Hans heads for the seventh floor, where the water seems to disappear in the apartment of two women. Fatima, first seen trying to open her (invisible) door with (imaginary) keys while laden with (unseen) grocery bags -- all deftly mimed by a solidly grounded Carla Pantoja -- is troubled by another mystery. Why does her roommate, Franziska (a captivating Christina Kramlich) forget her entire day when she returns home from work and, except for waking to take a long shower, sleep deeply from late afternoon until it's time to go to work in the morning?

Franziska's somnolence is of use to Fatima, however, for her nightly trysts with Khalil (a wonderfully eager, blithely innocent Roham Shaikhani). As he heads for the apartment, so does Peter (played with poignantly comic ingenuousness by Benjamin Privitt), a resident of the next apartment building, drawn by what he's seen of Franziska in the shower (in Schimmelpfennig's sly take on voyeurism, Peter has seen much less than the audience has).

Soon, by almost imperceptibly crafty degrees, "Night" becomes a farce of Marx Brothers complexity, with all kinds of missed connections as everybody races up and down the stairs or gets stuck in the elevator. As Franziska wanders wide-eyed in her fever dreams (Melanie Hoffman's inventive projected images upholstering the multilevel, uncredited set) and Hans bickers with his long-departed wife (James masterfully depicting both parts), the farcical chases take on more ominous, suspenseful overtones.

A woman finds her lover entangled in her nude roommate's arms. A man gets swept up in a vortex and another by a succession of sexually ravenous women.
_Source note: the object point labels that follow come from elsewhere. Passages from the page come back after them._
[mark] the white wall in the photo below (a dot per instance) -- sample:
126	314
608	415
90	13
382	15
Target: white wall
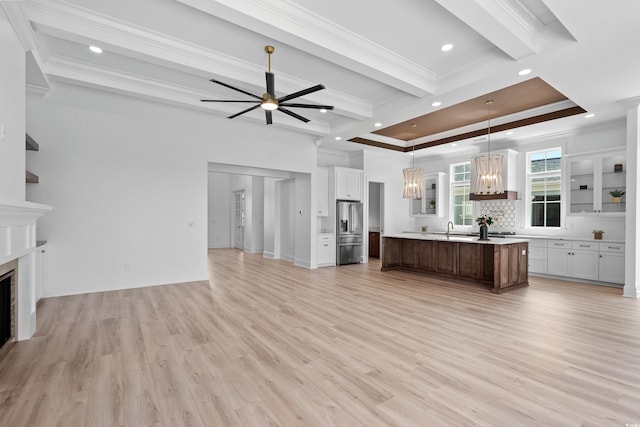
269	217
219	212
374	206
12	105
286	218
386	167
256	239
126	178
More than one life is zanily but desperately at stake as all the author's cleverly planted invisible props -- Fatima's keys, a brandy bottle, the water -- add up with almost mathematical inexorability.
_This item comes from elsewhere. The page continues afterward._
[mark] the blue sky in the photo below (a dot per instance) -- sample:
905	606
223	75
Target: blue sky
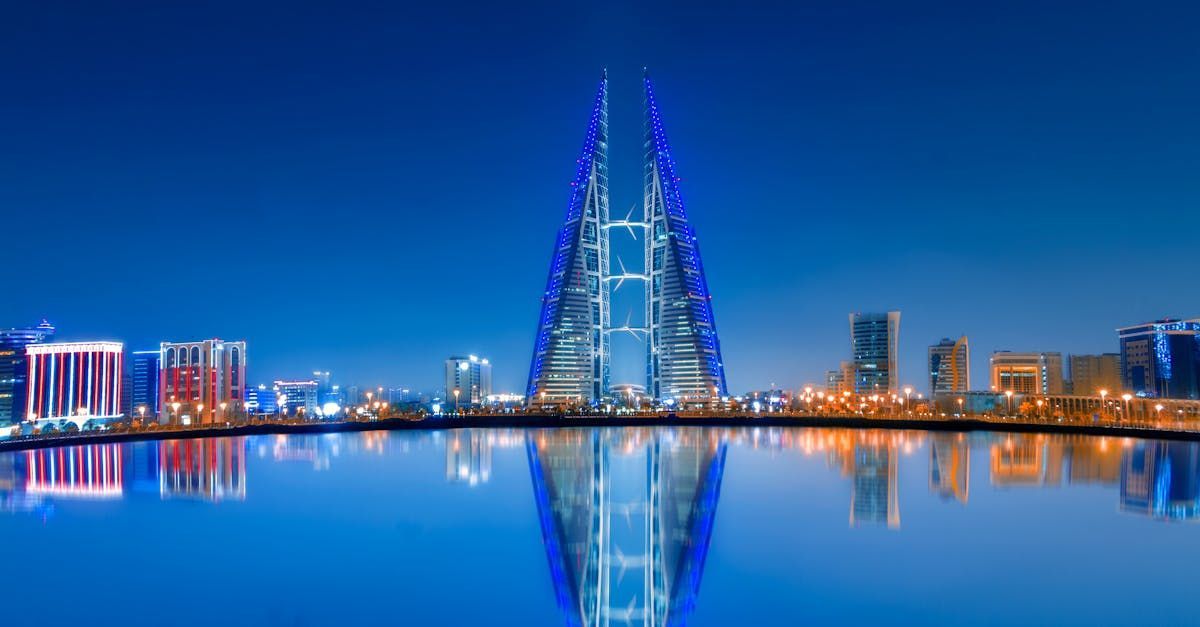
367	187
Schimmelpfennig could develop his characters and situations in more depth than he has in this extended one-act. Weber, best known as a choreographer, keeps the acting at a well-integrated, slyly self-aware level and builds the suspense by careful degrees, but holds back a bit when the story seems to call for multiple layers of activity. Such cavils aside, though, this intensely enjoyable fever dream is a "Night" to remember.